Henning also said that Demko’s letter glossed over many questions.

“It’s not up to me to play the scavenger hunt game, “ Henning said. “It’s their job.”

Both Bencini and Qubein have said Guilford County’s funding is a critical part of the project. Several commissioners said the hospitality shown by Qubein at the High Point University event was impressive but it does not mitigate the fact that there are still unanswered questions. Branson said that event was “absolutely fantastic” but he still had questions.

Last week, Alston said he was “50-50” on the project. This week, when asked, he said, “I’m still 50-50.”

Alston said High Point wanted the commissioners to hurry up and vote by Sept. 21 on the matter but he said he did not want to vote that soon.

“I don’t think we’re going to vote,” Alston said. “I wouldn’t be prepared to vote for it then.”

He said High Point has been telling the county a lot about High Point’s timeline, but Alston said one problem with that is the county is on its own timeline, not High Point’s.
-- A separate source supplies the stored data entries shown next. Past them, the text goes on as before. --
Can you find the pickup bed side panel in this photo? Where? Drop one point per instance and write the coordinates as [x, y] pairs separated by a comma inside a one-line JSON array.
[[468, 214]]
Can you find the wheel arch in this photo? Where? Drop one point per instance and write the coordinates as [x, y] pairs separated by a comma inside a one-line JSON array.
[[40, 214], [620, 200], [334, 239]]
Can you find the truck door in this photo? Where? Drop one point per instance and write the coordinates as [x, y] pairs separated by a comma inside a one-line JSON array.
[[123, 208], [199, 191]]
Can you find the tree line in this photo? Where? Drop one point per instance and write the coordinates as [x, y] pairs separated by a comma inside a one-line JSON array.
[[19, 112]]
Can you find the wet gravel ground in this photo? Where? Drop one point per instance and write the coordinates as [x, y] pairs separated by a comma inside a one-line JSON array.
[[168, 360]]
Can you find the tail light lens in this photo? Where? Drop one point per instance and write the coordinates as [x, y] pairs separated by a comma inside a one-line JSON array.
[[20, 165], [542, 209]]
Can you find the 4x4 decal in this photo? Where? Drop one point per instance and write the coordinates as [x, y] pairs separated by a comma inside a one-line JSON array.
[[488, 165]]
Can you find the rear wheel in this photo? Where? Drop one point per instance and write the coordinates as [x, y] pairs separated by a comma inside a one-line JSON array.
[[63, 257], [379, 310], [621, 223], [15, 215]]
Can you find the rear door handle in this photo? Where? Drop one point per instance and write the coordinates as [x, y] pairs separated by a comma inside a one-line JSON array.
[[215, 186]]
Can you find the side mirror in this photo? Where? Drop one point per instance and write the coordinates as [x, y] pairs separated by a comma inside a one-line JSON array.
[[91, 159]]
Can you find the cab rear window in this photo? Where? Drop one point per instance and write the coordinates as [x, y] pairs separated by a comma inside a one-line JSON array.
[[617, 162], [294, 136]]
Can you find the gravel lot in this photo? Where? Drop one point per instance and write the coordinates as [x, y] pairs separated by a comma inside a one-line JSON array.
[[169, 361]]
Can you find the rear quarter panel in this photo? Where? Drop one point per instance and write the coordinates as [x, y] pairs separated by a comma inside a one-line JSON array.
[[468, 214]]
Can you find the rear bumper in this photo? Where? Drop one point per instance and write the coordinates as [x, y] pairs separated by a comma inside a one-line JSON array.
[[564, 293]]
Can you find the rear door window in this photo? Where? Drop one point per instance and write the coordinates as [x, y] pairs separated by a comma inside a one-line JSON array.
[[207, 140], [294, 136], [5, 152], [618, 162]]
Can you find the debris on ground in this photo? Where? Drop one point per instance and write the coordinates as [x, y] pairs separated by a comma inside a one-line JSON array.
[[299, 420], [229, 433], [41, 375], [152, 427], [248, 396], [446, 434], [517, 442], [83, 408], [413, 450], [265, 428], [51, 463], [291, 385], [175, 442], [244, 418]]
He said that High Point officials had sent a preliminary financing plan to the state that simply assumed Guilford County would go along.

Demko said High Point needs to get shovels in the ground soon to have the stadium ready by April 2019. He said it made no sense to have a giant asset like that sit idle for much of 2019 and miss an entire season once an investment had been made.

Alston and Phillips said one consideration is that if Guilford County does this for High Point, other local governments in the county will come asking for the same type of deal.

Branson said it’s possible Guilford County and High Point may reach a deal that meets in the middle. He said that he has been “trying to find some common ground.”

Branson said at least now the county commissioners have maps they can read.

“Finally we have a map,” he said of the giant ones High Point staff had given the commissioners.